De inflatie in Suriname ligt al decennialang structureel hoger dan in vergelijkbare landen in de regio. Dat stelt de Suriname Economic Oversight Board (SEOB) in zijn 21e bulletin, waarin gewezen wordt op de noodzaak van diepgaande structurele hervormingen om herhaling van economische crises te voorkomen.

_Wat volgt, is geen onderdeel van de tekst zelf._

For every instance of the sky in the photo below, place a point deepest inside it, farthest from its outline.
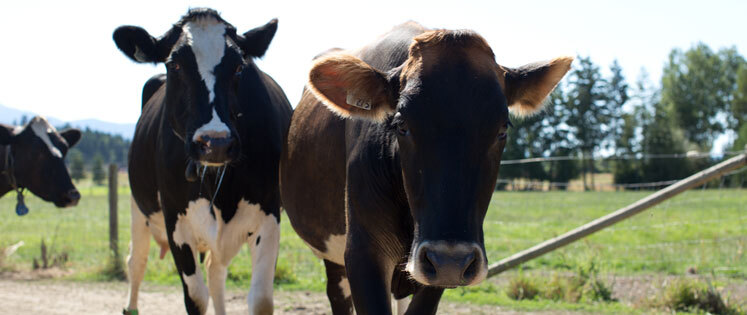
(57, 58)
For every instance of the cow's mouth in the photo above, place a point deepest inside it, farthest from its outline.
(447, 264)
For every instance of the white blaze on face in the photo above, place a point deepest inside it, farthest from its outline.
(42, 129)
(207, 39)
(215, 128)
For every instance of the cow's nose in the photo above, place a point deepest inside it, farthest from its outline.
(71, 198)
(450, 264)
(216, 151)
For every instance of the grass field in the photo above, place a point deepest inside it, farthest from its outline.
(702, 230)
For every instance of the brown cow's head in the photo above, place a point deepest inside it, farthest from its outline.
(448, 108)
(38, 152)
(206, 62)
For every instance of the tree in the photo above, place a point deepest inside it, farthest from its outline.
(590, 112)
(616, 95)
(98, 170)
(662, 136)
(739, 104)
(77, 166)
(643, 100)
(698, 88)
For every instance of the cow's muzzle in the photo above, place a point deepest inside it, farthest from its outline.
(216, 151)
(448, 264)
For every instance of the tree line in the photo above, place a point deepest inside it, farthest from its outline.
(701, 96)
(95, 150)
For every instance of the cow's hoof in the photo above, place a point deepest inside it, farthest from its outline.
(262, 307)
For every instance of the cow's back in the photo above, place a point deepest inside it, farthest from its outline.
(313, 163)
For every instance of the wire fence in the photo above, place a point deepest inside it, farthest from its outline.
(702, 230)
(530, 184)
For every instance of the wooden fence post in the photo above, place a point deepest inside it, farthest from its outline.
(619, 215)
(113, 224)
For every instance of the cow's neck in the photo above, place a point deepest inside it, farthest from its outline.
(5, 185)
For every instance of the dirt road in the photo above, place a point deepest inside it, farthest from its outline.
(42, 297)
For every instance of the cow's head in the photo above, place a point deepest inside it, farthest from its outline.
(205, 60)
(38, 164)
(447, 112)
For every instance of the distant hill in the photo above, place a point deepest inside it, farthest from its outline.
(10, 115)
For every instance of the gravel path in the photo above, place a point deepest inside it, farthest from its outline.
(23, 296)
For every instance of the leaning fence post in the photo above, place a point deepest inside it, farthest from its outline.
(619, 215)
(113, 224)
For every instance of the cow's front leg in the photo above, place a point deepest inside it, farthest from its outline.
(264, 246)
(369, 273)
(425, 301)
(186, 258)
(138, 257)
(217, 271)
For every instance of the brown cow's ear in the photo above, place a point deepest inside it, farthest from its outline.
(351, 88)
(527, 86)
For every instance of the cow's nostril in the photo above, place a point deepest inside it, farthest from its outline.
(471, 266)
(428, 262)
(73, 195)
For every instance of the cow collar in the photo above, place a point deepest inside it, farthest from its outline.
(10, 175)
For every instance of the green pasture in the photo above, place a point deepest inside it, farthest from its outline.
(704, 230)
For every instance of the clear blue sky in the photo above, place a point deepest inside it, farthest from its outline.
(57, 58)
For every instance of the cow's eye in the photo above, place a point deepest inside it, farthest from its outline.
(402, 130)
(171, 65)
(503, 133)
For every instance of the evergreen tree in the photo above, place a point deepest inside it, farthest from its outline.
(99, 175)
(661, 136)
(590, 112)
(698, 87)
(628, 142)
(739, 104)
(77, 166)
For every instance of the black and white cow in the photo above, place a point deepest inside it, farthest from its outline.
(391, 160)
(203, 164)
(32, 157)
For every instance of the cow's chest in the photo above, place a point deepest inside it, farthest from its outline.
(198, 228)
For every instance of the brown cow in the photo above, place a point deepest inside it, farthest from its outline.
(391, 159)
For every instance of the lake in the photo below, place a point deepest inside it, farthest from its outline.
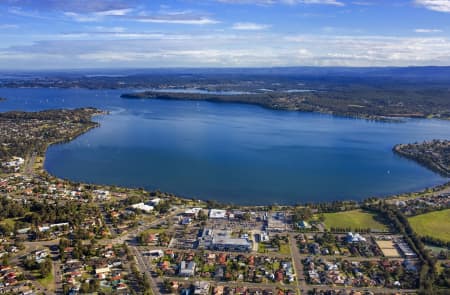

Volgens de SEOB vertoont de inflatie in landen als Jamaica, Barbados en Guyana een dalende trend en blijft die doorgaans onder de 10 procent, terwijl in Suriname herhaaldelijk scherpe inflatiepieken waarneembaar zijn. Deze pieken worden vaak veroorzaakt door hoge begrotingstekorten die met binnenlandse middelen worden gefinancierd, met daaropvolgende wisselkoersontwaarding als gevolg.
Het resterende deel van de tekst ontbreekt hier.